CCe n’est pas une surprise : les électeurs américains choisissent leur président en fonction de considérations nationales. A l’automne 2024, l’inflation, le droit à l’avortement, la crise migratoire ou encore la préservation de la démocratie constituent les sujets les plus débattus. La politique étrangère reste au second plan, même si les échos des guerres en Ukraine, à Gaza et maintenant au Liban ont ponctué la campagne.
Mais en réalité, il n’y a plus de distinction claire entre les enjeux internes et externes. Joe Biden a théorisé cela lors de son premier discours de politique étrangère en février 2021 : « Il n’y a plus de frontière claire entre la politique étrangère et la politique intérieure. Chaque action que nous entreprenons à l’étranger doit être menée en pensant aux familles de travailleurs américains. La promotion d’une politique étrangère favorable à la classe moyenne nécessite de se concentrer de toute urgence sur notre renouveau économique national. » La défense des emplois américains, le rejet des accords de libre-échange emblématiques des années 1990 et l’absence d’appétit pour toute nouvelle guerre forment un nouveau consensus à Washington, dont chacun tire des conclusions différentes.
À cet égard, le contraste entre Donald Trump et Kamala Harris est frappant. L’élection présidentielle du 5 novembre est aussi un référendum sur la place des Etats-Unis dans le concert, ou plutôt le choc des nations. Un vote sur les valeurs et les intérêts américains. Un choix entre la défense classique du multilatéralisme et une vision d’un monde chaotique, d’une jungle, où Washington devrait privilégier l’équilibre des pouvoirs plutôt que la coopération.

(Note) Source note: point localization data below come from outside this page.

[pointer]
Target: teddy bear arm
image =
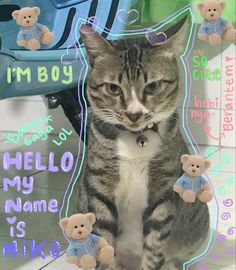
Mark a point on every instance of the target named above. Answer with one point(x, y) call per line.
point(105, 252)
point(21, 42)
point(206, 186)
point(45, 29)
point(102, 243)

« Cette élection a une importance historique énormesouligne Charles Kupchan, professeur de relations internationales et expert au groupe de réflexion Council on Foreign Relations. Aujourd’hui, le centre politique des démocraties libérales est en difficulté, que ce soit ici en France, en Allemagne, en Italie ou au Brésil. Si Trump gagnait, ce serait un signal très inquiétant pour l’avenir de la modération idéologique dans le monde occidental. » Aux Etats-Unis, ajoute Charles Kupchan, la politique étrangère est devenue un sujet de forte polarisation entre démocrates et républicains, puisque ces derniers, sous la domination du mouvement MAGA (Make America Great Again), ne forment plus « un parti internationaliste ».
La politique étrangère est abordée sans nuance pour nuire à la crédibilité de l’adversaire. Les candidats s’accusent mutuellement de faiblesse, mais dans un sens différent du terme. Donald Trump dénonce le retrait chaotique d’Afghanistan en 2021 pour souligner le prétendu mépris de l’administration Biden-Harris pour la réputation de l’Amérique et le sort de ses soldats. A l’inverse, Kamala Harris souligne la vénalité et le narcissisme de son adversaire, qui en font une proie facile pour les ennemis des Etats-Unis.